To which I said, "Yeah, now I'll never know what happened to Jesus. Those disciples sure turned out to be jerks, eh?"

Anyway, she has a good sense of humour and we both laughed at that one. Then she told me about an old school chum of mine (who'd recognized me from high school and said "Hi, Sooey" as if it hadn't been 30 years since he'd last seen me) who sings in the choir and whose wife sings in the choir, too, except that she wasn't his wife when they met because they were both married to other people and wasn't it nice how people could still meet at church and get married.

We shared a laugh over that one, too. Anyway, I'll go back next time I'm home because she really enjoyed bringing me (and where else does one get to belt out hymns?) but honest-to-Pete, remind me not to drop acid before I go - church is trippy enough, thanks.

Addendum: I should mention the fact that as I sat there and listened to the story of Christ, I wondered how it was that a Conservative could sit there and listen to the story of Christ and not spontaneously combust. I mean, I felt politically to the right of his message and I'm a Socialist. Being opposed to Sunday shopping is one thing, but throwing a rock through the store window by way of protest is something else entirely. Although, I guess it's not technically trespassing, which, unless I heard the Lord's Prayer wrong (the theme from Maude was running through my head while I recited it) is one of the seven deadly sins. Still, crucifying a guy for smashing up a temple seems pretty harsh - even for Biblical times.

April 06, 2009

R.E.A.L. Women on Marital Rape

I'm curious why there's so much outrage in the New Conservative ranks about Karzai's cave-in (haha - unintentional pun!) to the whoevers of the Islamic militants in Afghanistan re wives having to sexually submit to their husbands. I mean, that's long been a hobby horse of R.E.A.L. Women (which has nothing to do with women and everything to do with Conservatism, of course).
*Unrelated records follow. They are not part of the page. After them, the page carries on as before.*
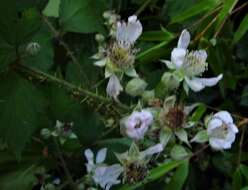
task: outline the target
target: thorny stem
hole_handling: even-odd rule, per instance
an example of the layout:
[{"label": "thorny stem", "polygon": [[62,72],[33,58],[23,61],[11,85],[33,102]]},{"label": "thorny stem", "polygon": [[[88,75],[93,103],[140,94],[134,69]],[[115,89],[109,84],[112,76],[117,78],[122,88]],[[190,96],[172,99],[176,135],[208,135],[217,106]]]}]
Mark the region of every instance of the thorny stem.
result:
[{"label": "thorny stem", "polygon": [[214,34],[214,38],[216,38],[216,37],[219,35],[221,29],[223,28],[224,24],[225,24],[226,21],[227,21],[227,18],[232,14],[232,10],[233,10],[233,8],[235,7],[235,5],[236,5],[237,3],[238,3],[238,0],[235,0],[234,3],[233,3],[233,5],[232,5],[232,7],[231,7],[230,10],[229,10],[229,14],[226,15],[226,17],[224,18],[223,22],[222,22],[222,23],[219,25],[219,27],[217,28],[217,30],[216,30],[216,32],[215,32],[215,34]]},{"label": "thorny stem", "polygon": [[[79,95],[81,95],[81,96],[88,96],[88,97],[91,97],[91,98],[98,100],[99,102],[102,102],[105,104],[113,104],[113,101],[111,99],[108,99],[108,98],[105,98],[101,95],[95,94],[91,91],[88,91],[88,90],[82,88],[82,87],[75,86],[75,85],[73,85],[73,84],[71,84],[65,80],[59,79],[57,77],[54,77],[54,76],[47,74],[47,73],[44,73],[42,71],[38,71],[34,68],[29,68],[29,67],[26,67],[24,65],[18,64],[18,65],[16,65],[16,69],[28,74],[29,76],[36,78],[38,80],[50,81],[50,82],[54,82],[56,84],[59,84],[73,93],[79,93]],[[117,107],[119,107],[123,110],[129,110],[130,109],[128,106],[126,106],[120,102],[117,103]]]}]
And New Republican, David Frum's, wife, Danielle Crittenden, made a name for herself telling society that women should have to sexually submit to their husbands. This is the sort of society many New Conservatives have long sought for Canadian women. So I find it a bit disingenuous that New Conservatives are flapping their arms about the same devolution of women's rights they've espoused here, happening in Afghanistan.